Adèle : Cette année, on a fait un chantier au Pôle périscolaire de Saint-Jean-la-Poterie sur lequel on proposait de la formation à l'animation de publics sur chantier. L'idée était de compléter notre équipe d'encadrement avec des professionnel.les qui sortent de formation ou qui ont envie de se diriger vers de l'animation ou de l'encadrement de public sur chantier, et de leur proposer de partager cette semaine d'animation auprès du jeune public avec nous. C’est un encore un autre profil de participants. On a parlé de cette formation surtout dans le réseau proche de l’association. Finalement, la formation s’est remplie assez vite avec des stagiaires qui étaient venus les mois passés et on a pas eu besoin de communiquer plus largement.
En tous cas pour ces chantiers, il y a un vrai enjeu sur la communication. Pour identifier les réseaux, pour aller chercher des personnes intéressées et pour que les infos arrivent à leurs oreilles, il y a un vrai travail à faire. Pour l'instant, beaucoup de gens viennent via le bouche à oreille.

Sur vos chantiers, quels types d’outils est-ce que vous privilégiez ? Est-ce que vous pouvez nous parler des méthodes que vous développez pour améliorer les conditions de travail des intervenant.es et participant.es aux chantiers ?
Fabrice : Venant du monde agricole, j'ai démarré les chantiers en utilisant beaucoup les machines : malaxeurs électriques, malaxeurs derrière tracteurs, broyeurs paille… Beaucoup de machines qui font du bruit, qui amènent une vigilance sur la sécurité mais qui aident à aller plus vite. Puis j'ai progressivement un peu lâché les machines et développé des techniques tout à la main.
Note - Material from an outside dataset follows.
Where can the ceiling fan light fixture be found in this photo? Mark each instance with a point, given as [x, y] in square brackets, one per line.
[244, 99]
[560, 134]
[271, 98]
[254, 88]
Depuis Laurenan, on utilise presque aucune machine. Seulement des bacs à hauteur dans lesquels on mélange à la main. Quand on fait ça, on peut se parler, chanter, ou être dans le silence. Ça favorise le bien-être, le fait de se ressourcer. C'est énorme. J'ai vécu des expériences où 15 personnes sont autour d’une table toute la journée, les gens causent, il n'y a pas un bruit de machine qui empêche l'échange. A ce moment-là il y a une intensité sociale assez incroyable. Des chantiers chantants, c'est arrivé aussi. Mes trois mots sur les chantiers c'est sens, plaisir, efficacité.